The Catalogue of Tufts College for the 1894-1895 academic year describes the Department as follows, "The course of instruction in English aims at both theoretical knowledge and practical results. It begins with extemporaneous composition in the Freshman year. In this exercise, which is weekly, formal theme-writing is avoided. Topics are assigned, with some variety of method, at the time of writing, usually not the same topic for all, but a list is furnished from which each writer may select, giving preference to what is nearest at hand and best understood. The brief essays are subject to criticism both in class and with the individual writers. With suitable modification, this extemporaneous writing is continued at intervals to the end of the course. The formal study of Rhetoric begins with the second year."

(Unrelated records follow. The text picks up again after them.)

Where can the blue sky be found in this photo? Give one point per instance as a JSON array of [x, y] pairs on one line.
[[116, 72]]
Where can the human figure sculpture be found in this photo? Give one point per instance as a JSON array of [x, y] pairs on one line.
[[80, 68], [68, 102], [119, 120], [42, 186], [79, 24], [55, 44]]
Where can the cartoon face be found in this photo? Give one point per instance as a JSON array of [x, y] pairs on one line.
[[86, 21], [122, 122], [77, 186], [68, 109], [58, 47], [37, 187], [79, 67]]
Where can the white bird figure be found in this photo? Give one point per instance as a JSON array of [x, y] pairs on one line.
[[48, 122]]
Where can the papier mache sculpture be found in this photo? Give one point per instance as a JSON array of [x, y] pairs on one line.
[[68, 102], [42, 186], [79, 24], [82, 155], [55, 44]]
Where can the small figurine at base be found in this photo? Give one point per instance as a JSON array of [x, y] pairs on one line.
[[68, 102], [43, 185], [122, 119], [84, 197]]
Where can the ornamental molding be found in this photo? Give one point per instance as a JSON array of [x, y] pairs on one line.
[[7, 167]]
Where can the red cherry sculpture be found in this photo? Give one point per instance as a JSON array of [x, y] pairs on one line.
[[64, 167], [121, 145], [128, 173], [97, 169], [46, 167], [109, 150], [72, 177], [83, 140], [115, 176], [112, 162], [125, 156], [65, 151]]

Initially, Professor Shipman was the primary instructor in the Department. Professor William Rollin Shipman was born in Granville, Vermont on May 4, 1836. He graduated from Middlebury College in 1859 and subsequently came to head the Green Mountain Institute at South Woodstock, Vermont which he restored to prosperity during his tenure. Professor Shipman later accepted the chair of the Department of Rhetoric, Logic, and English Literature at Tufts. In addition to his administrative duties, Professor Shipman maintained a substantial teaching schedule in the Department. When the Department of Rhetoric, Logic, and English Literature became the Department of English in 1893, Professor Shipman remained the chair of the newly formed department.
Professor David Lee Maulsby served as the Principal of Goddard Seminary, Barre, Vermont before he accepted the chair of English Literature and Oratory at Tufts in 1891. From 1892 to 1895, Professor Maulsby was also the custodian of the Faculty records, first as Clerk and later as Secretary. In 1895, Professor Maulsby joined Professor Shipman in sharing the primary teaching duties in the Department of English.

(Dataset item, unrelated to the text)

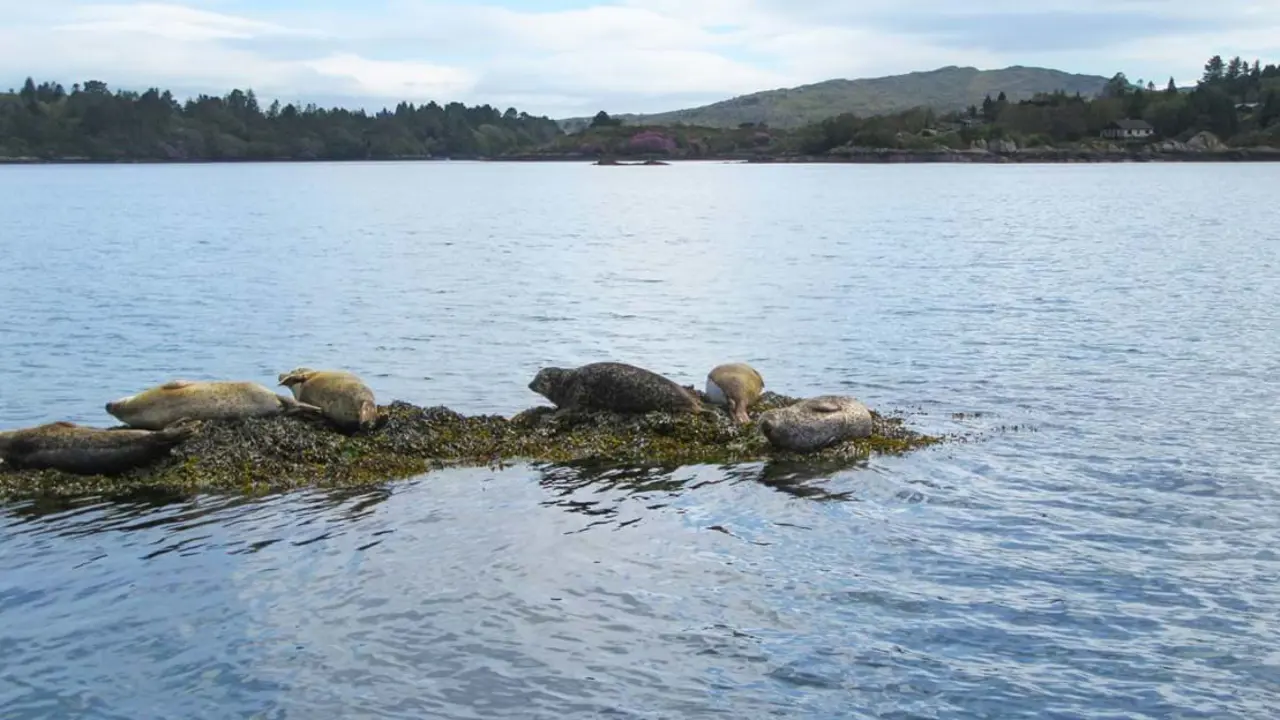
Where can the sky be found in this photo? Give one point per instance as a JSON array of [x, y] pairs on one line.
[[567, 58]]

Professor Maulsby was instrumental in directing and staging the student production of "Ralph Roister Doister" in June, 1895. The production proved to be a great success and even attracted audiences from outside the Tufts community.
Currently, the Department of English ranks among the many prominent departments at Tufts. It offers a highly regarded Ph.D. program whose graduates routinely accept tenure-track faculty positions at colleges and universities throughout the United States.
1.7 Linear Feet (2 boxes and 1 oversize folder)
12 Digital Object(s)
Language of Materials
This collection contains the records of the English Department.
This collection is organized in three series: Photographs; Unprocessed accessions; and Events. Files within series are arranged chronologically.
Immediate Source of Acquisition
Transferred by the Department of English, 2002-2017.
This collection is minimally processed. Digital files were stabilized and processed by Leah Edelman and Margaret Peachy in 2017. Series-level descriptions were created and the finding aid was updated at the time of processing.